Ryomyong New Town (려명거리신도시) refers to a new town located in Pyongyang, North Korea. The exact location is Ryomyong Avenue which refers from Yongsaengtap to Kumsusan Palace of the Sun in Taesong-guyok.

== Name ==
The name "Ryomyong" means "dawn" in Korean language.

== Project ==
The project was proposed by Kim Jong Un in March 2016 and the planned completion was in August of the same year. There were several outdated buildings in Ryomyong Avenue, but due to the plan, all of them were demolished. Construction was started in March 2016.

It consists of 40 new condominiums, 33 refurbished condominiums and 34 of public facilities including 6 schools, 3 kindergartens and 3 nurseries. Also, 7 buildings for Kim Il Sung University will be built and 15 commercial buildings will be constructed. Around the Kumsusan Palace of the Sun, only small and idyllic buildings will be built due to the height restrictions. The motto is 'Green city, energy-saving city'. All apartments have passive solar heating systems, geothermal systems and solar panels.
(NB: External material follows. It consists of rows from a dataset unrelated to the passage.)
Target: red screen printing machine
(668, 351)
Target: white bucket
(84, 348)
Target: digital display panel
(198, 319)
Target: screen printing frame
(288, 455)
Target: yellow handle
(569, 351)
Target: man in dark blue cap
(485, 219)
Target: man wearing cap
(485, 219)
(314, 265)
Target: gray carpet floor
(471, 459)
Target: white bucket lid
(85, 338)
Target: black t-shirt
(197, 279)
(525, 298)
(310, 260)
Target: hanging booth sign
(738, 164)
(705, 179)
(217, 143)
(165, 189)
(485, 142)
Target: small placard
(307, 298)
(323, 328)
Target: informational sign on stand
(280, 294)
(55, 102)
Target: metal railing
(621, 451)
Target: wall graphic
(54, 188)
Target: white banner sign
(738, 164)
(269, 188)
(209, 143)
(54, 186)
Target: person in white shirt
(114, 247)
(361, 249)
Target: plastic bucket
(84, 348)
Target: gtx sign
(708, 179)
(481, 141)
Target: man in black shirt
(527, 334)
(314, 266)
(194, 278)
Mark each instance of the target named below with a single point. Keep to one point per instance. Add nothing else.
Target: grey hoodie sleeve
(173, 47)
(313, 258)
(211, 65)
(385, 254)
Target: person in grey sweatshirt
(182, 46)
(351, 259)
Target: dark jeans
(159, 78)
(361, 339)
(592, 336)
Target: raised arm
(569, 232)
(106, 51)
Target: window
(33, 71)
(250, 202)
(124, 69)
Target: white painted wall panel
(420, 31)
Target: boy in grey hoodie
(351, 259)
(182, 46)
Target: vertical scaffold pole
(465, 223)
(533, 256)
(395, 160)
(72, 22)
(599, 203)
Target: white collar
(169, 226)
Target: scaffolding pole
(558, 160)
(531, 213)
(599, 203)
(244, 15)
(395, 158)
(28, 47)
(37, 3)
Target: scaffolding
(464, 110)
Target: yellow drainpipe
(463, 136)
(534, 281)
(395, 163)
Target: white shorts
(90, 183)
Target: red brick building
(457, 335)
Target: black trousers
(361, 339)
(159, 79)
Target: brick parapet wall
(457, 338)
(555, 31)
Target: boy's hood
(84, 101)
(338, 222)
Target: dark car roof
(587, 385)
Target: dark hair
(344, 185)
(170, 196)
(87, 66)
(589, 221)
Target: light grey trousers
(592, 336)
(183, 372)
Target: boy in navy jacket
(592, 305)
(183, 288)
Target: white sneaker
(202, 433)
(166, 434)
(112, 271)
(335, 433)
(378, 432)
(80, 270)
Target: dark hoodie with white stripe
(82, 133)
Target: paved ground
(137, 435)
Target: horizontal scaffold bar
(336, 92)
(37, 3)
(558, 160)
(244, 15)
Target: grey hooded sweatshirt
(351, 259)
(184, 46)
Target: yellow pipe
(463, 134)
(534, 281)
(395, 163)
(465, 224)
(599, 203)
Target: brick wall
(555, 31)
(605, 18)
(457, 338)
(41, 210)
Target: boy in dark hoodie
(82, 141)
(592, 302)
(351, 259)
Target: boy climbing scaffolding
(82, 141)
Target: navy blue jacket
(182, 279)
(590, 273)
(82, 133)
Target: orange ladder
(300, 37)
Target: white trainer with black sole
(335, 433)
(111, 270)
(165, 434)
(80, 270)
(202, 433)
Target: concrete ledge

The construction was started in March 2016 and topped-out in August of the same year. Total 1.7 billion won were used and the total areas are 151500 m^{2}.

=== Ryomyong Condominium ===

This condominium has 82 stories, with a height of 270 m. Construction was started in March 2016 but was temporarily on-hold due to redirection of construction to flooding in North Hamgyong province. It was restarted and was estimated to complete on 15 April 2017.

The condominium is de facto the highest building of North Korea, since Ryugyong Hotel (de jure the highest building) was topped-out in 1989 and has yet to open.

Construction was completed by 13 April 2017 and officially opened just after 2 days.

== Criticism ==

=== Poor construction ===
Construction has been described as rushed, with 270m of condominium built in just 74 days. This is quite short compared to other well-known skyscrapers such as Petronas Twin Tower (4~5 years) and Burj Khalifa (5 years). A South Korean expert said, "To build 270m of skyscraper, construction should be done for at least 2 years or more."

Another 23-story apartment building in Pyongchon-guyok, , collapsed around May 18, 2014. The cause of the collapse has been officially declared by North's official Korean Central News Agency as "irresponsible supervision and control".

==Relation to other building projects==
The new town is one of a number of "monumental" projects built between 2012-2017, including the Pyongyang Sci-Tech Complex, new Natural History Museum, new People's Open-air Ice Rink, Changjon Street (창전거리), Unha Scientists Street, Wisong Scientists Street (위성과학자거리), Mirae Street and Ryomyong Street.